11-637: Foundations of Computational Data Science
Fall 2022
11-637 Foundations of Computational Data Science (FCDS) is a fully online course offered by the Master of Computational Data Science (MCDS) program, School of Computer Science, Carnegie Mellon University (CMU). The course is offered in all semesters (Spring, Summer, and Fall) and is open to MCDS and non-MCDS students from all CMU programs and campuses. The course is also open to non-CMU students.
Course Description
This course introduces foundational concepts, learning material, and projects related to the three core areas of Data Science: Computing Systems, Analytics, and Human-Centered Data Science. Students completing this class will be prepared for further graduate education in Data Science and/or Artificial Intelligence. Students acquire skills in solution design (e.g., architecture, framework APIs, cloud computing), analytic algorithms (e.g., classification, clustering, ranking, prediction), interactive analysis (Jupyter Notebook), applications to data science domains (e.g., Natural Language Processing, Computer Vision) and visualization techniques for data analysis, solution optimization, and performance measurement on real-world tasks.
Course Goals
This course will equip students with the foundational knowledge of computational data science. Students will learn about the Data Science Process by completing projects introducing problem identification, data gathering, exploratory data analysis, supervised and unsupervised learning techniques, model evaluation, and visualizing and interpreting results to inform decision-making. Our goal is that students will develop the skills needed to become a practitioner or carry out research projects in computational data science. Specifically, students are exposed to real-world data and scenarios to learn how to:
- Understand the Data Science Process: From problem identification to ethical data solutions, students will learn to define analytic requirements and frame appropriate questions to guide the solution design process.

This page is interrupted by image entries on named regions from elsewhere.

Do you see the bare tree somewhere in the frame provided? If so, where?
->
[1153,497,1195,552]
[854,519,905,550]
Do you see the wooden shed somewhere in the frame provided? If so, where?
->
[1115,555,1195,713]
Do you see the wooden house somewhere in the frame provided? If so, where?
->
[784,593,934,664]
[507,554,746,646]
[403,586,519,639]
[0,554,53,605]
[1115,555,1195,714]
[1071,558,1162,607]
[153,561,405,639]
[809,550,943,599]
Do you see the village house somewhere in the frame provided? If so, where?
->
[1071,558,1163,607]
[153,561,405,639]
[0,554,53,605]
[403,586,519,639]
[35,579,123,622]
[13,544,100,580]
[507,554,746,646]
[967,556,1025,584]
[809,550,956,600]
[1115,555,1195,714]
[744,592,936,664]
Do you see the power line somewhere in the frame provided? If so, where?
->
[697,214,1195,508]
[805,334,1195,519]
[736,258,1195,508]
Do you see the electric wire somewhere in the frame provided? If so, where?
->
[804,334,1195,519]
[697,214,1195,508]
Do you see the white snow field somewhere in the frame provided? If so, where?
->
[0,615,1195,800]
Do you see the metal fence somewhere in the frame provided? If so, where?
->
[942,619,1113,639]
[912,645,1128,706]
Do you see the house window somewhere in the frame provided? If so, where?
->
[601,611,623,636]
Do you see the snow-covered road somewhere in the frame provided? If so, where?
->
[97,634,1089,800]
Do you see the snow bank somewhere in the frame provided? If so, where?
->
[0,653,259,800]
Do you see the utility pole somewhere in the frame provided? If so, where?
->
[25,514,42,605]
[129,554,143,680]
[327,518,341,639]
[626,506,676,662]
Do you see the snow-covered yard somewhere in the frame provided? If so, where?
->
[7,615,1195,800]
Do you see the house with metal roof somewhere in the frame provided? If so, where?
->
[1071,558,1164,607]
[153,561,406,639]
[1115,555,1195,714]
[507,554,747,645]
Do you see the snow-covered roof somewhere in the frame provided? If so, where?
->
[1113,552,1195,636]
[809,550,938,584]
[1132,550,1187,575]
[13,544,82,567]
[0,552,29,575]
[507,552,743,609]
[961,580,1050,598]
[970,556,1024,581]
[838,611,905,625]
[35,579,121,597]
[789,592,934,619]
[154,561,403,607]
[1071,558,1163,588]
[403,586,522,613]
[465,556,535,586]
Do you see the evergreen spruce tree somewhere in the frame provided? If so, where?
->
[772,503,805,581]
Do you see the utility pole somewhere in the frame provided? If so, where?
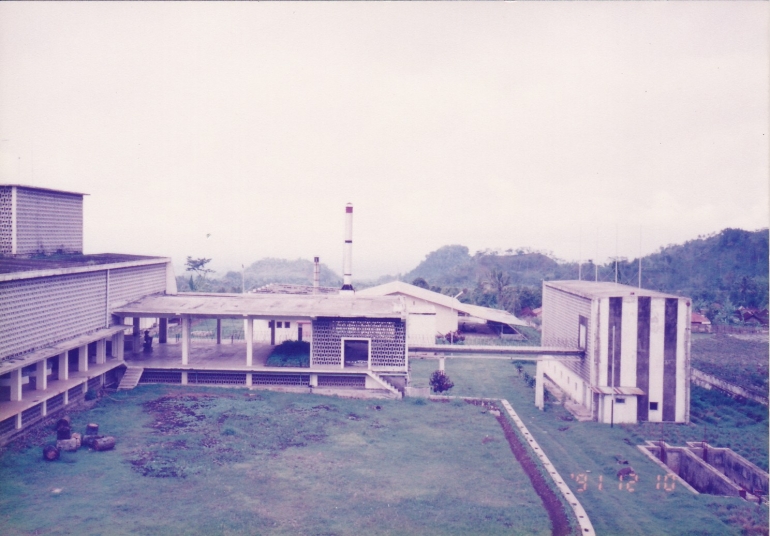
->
[610,326,615,428]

- Design and Implement Data Solutions: Develop a robust data-gathering plan that incorporates data governance principles, ensures data integrity, and safeguards data security.

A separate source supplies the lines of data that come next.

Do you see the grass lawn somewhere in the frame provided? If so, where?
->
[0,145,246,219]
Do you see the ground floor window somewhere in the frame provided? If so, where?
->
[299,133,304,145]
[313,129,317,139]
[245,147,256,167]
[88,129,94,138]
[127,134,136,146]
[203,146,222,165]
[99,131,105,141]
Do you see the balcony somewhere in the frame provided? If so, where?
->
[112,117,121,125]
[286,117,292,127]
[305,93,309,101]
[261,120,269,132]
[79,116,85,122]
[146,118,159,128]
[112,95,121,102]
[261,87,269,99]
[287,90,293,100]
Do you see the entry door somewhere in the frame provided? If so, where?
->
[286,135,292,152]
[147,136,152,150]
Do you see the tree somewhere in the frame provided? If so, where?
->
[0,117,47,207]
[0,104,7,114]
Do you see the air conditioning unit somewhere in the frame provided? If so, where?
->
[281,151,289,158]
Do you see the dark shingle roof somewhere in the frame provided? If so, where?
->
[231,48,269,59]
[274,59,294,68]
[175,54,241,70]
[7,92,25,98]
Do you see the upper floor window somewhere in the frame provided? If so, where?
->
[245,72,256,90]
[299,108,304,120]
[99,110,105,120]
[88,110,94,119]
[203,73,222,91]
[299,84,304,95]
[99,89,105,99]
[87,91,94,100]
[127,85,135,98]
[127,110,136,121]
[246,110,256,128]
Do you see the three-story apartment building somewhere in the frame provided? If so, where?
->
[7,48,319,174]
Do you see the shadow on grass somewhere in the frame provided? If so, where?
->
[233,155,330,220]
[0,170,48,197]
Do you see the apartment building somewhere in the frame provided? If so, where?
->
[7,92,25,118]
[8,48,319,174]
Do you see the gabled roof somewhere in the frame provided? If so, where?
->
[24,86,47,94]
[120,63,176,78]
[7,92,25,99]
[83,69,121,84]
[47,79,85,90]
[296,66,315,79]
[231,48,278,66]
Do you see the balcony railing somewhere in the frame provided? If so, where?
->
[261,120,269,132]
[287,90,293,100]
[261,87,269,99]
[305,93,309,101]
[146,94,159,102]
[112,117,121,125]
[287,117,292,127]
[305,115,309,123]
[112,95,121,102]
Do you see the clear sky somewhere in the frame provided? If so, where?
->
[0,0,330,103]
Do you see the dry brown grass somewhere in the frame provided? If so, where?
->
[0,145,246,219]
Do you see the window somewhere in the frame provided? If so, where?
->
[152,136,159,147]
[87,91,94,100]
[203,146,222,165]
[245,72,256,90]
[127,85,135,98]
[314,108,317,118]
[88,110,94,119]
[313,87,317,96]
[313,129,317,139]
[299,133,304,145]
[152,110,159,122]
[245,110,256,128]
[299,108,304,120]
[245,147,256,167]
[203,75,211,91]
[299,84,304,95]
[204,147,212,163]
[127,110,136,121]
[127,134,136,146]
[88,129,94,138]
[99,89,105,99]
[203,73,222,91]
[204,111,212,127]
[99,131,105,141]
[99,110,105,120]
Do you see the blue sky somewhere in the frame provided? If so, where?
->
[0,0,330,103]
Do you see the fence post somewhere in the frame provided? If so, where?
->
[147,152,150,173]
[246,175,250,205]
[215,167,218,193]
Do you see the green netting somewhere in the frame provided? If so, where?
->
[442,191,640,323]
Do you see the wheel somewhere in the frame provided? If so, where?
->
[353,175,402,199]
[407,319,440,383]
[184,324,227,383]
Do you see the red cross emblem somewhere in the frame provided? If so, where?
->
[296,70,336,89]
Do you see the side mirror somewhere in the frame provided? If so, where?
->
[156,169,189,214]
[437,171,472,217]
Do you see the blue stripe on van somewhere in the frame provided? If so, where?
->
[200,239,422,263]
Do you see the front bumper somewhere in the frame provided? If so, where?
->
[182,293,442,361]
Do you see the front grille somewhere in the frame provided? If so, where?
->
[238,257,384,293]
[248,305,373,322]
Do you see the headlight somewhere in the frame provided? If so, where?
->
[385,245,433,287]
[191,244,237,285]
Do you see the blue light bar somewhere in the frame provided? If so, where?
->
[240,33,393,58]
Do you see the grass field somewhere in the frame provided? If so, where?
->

- Analyze and Interpret Data: Apply statistical inference, hypothesis testing, and various data analysis techniques to identify trends, patterns, and outliers in large datasets.
- Develop Data Models and Algorithms: Build and evaluate predictive models using supervised and unsupervised learning techniques, understanding the bias-variance tradeoff and conceptual complexity in model building.
- Process and Analyze Text Data: Gain proficiency in Natural Language Processing (NLP) by exploring language representation, modeling, and implementing NLP tasks and applications.
- Implement and Evaluate Advanced Models: Learn to select appropriate models, interpret their results, and deploy them effectively while understanding the nuances of model selection and interpretability.
- Harness Deep Learning Techniques: Understand the differences between CPU and GPU computation and apply deep learning methods in areas like computer vision.
- Explore Advanced NLP Techniques: Delve into advanced NLP methodologies like transformers and BERT, gaining insights from cutting-edge research in the field.
Through this process, we aspire for our students to become independent and resilient problem solvers who can overcome challenges and learn.